Veintitrés

Se agita y se retuerce sobre mí, las costillas se le pegan a la piel, los pechitos se elevan —tan diferentes son a los de ella, tan diferentes—, se muerde el labio inferior, el pelo se le derrama sobre la espalda porque no se lo ata como la otra —tan libre el pelo, tan libre Mónica, tan feliz yo en ese instante—, el sol de noche lleno de querosén y encendido al mango, su luz que ahuyenta a la noche y a los miedos, y que ahuyenta también a las mil Éricas de la pared, retratos de un monstruo conjurado por este fulgor ocre y sobre todo por Mónica, que me ha dicho antes de montarme que soy un hombre bueno, el mejor que ha conocido en su vida y que gracias a mí el encierro en Pompeya tiene otro sentido, ya no es sólo la plata y el sueño de volver a Gallegos y comprar un departamentito, también es el amor, porque te amo, Jorge, te amo, te amo.

Estamos sentados en la terraza, la botella de Johnnie en el piso, los bichos cantan su lamento desde el otro lado del Riachuelo y no me dan pena ni miedo, sus gemidos se han vuelto un sonido desprovisto de significado como la música de un gato que camina sobre el teclado de un piano. Se lo digo, sonríe y me acaricia la cara. Estoy seguro de que no me entiende o de que no le interesa pensar en esos términos, ella es simple y eso también la hace distinta, y en ese preciso momento, cuando encuentro únicamente el lado ventajoso de las diferencias, veo que se pone de pie, camina unos pasos, estira sus brazos hacia el cielo hasta que su cuerpo de gimnasta queda perfectamente recto como una vara clavada en el piso, lentamente comienza a arquearse hacia atrás hasta tocar el suelo con las palmas de las manos y formar un abanico abierto en un ángulo de ciento ochenta grados, prodigio que desarma en el acto, como si alguien le hubiera activado un resorte invisible, las piernas vuelan hasta aterrizar del otro lado, y el cuerpo recupera la posición original, la espalda derecha y los brazos en alto, y ella agradece mi aplauso con una reverencia teatral, corre, se sienta sobre mí y me besa cortito en la boca mientras el cantar de los bichos se convierte en una melodía atroz.
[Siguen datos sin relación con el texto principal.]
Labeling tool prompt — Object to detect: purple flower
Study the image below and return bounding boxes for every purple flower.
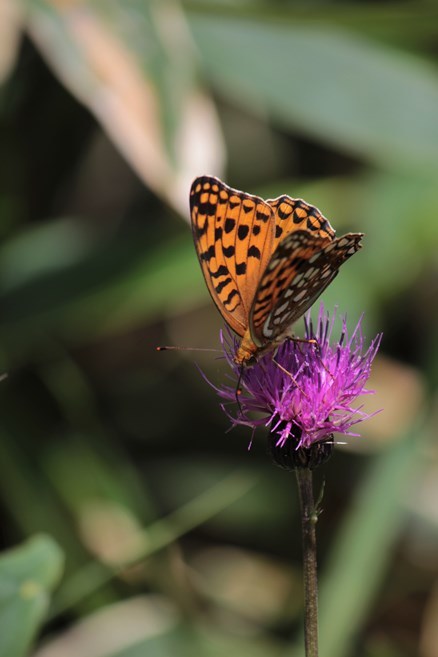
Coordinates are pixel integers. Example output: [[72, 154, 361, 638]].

Estoy callado, encerrado en mí, siniestro, a veces me pasa, a veces me pasa cuando estoy con Mónica, cuando pierde en la comparación, cuando me doy cuenta de que no es igual, de que no puede ser igual, y que ser lo que es no le alcanza, que los dos somos poca cosa y en la suma no hacemos uno. Entonces me pregunta qué tengo, y no se lo digo, y ella, en vez de insistir hasta arrancarme la verdad, tal vez porque la intuye, pega el volantazo, sale de la zona de incomodidad y trata de divertirme contándome chismes de la guarnición. Me habla, entonces, de un loco que anda por estas calles desoladas consolando gente, la va de pastor evangélico, dice con sorna, vino a verme el otro día, me tomó de las manos y me miró fijo a los ojos, me pidió que abriera mi alma al arrepentimiento, Mónica lanza una carcajada, para mí que me quiere coger, dice, y suelta un nombre, un nombre absurdo, vacío, que recién ahora se vuelve revelador, ahora que resulta demasiado tarde, ahora que Mónica es un montoncito de cenizas enterradas bajo el barro.